But how did the modern human face evolve to look the way it does? Eight of the top experts on the evolution of the human face, including Arizona State University’s William Kimbel, collaborated on an article published this week in the journal Nature Ecology and Evolution to tell this 4 million-year-old story. Kimbel is the director of the Institute of Human Origins and Virginia M. Ullman Professor of Natural History and the Environment in the School of Human Evolution and Social Change.
After our ancestors stood on two legs and began to walk upright, at least 4.5 million years ago, the skeletal framework of a bipedal creature was pretty well formed. Limbs and digits became longer or shorter, but the functional architecture of bipedal locomotion had developed.
But the skull and teeth provide a rich library of changes that we can track over time, describing the history of evolution of our species. Prime factors in the changing structure of the face include a growing brain and adaptations to respiratory and energy demands. But most importantly, changes in the jaw, teeth and face responded to shifts in diet and feeding behavior. We are, or we evolved to be, what we eat — literally!
Diet has played a large role in explaining evolutionary changes in facial shape. The earliest human ancestors ate tough plant foods that required large jaw muscles and cheek teeth to break down, and their faces were correspondingly broad and deep, with massive muscle attachment areas.
As the environment changed to drier, less wooded conditions, especially in the last 2 million years, early Homo species began to routinely use tools to break down foods or cut meat.
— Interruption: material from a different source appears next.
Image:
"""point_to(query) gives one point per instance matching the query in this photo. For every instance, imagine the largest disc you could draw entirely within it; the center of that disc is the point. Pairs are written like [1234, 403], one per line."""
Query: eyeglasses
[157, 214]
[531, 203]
The jaws and teeth changed to meet a less demanding food source, and the face became more delicate, with a flatter countenance.
Changes in the human face may not be due only to purely mechanical factors. The human face, after all, plays an important role in social interaction, emotion and communication. Some of these changes may be driven, in part, by social context. Our ancestors were challenged by the environment and increasingly impacted by culture and social factors. Over time, the ability to form diverse facial expressions likely enhanced nonverbal communication.
Large, protruding brow ridges are typical of some extinct species of our own genus, Homo, like Homo erectus and the Neanderthals. What function did these structures play in adaptive changes in the face? The African great apes also have strong brow ridges, which researchers suggest help to communicate dominance or aggression. It is probably safe to conclude that similar social functions influenced the facial form of our ancestors and extinct relatives. Along with large, sharp canine teeth, large brow ridges were lost along the evolutionary road to our own species, perhaps as we evolved to become less aggressive and more cooperative in social contexts.
“We are a product of our past,” Kimbel said. “Understanding the process by which we became human entitles us to look at our own anatomy with wonder and to ask what different parts of our anatomy tell us about the historical pathway to modernity.”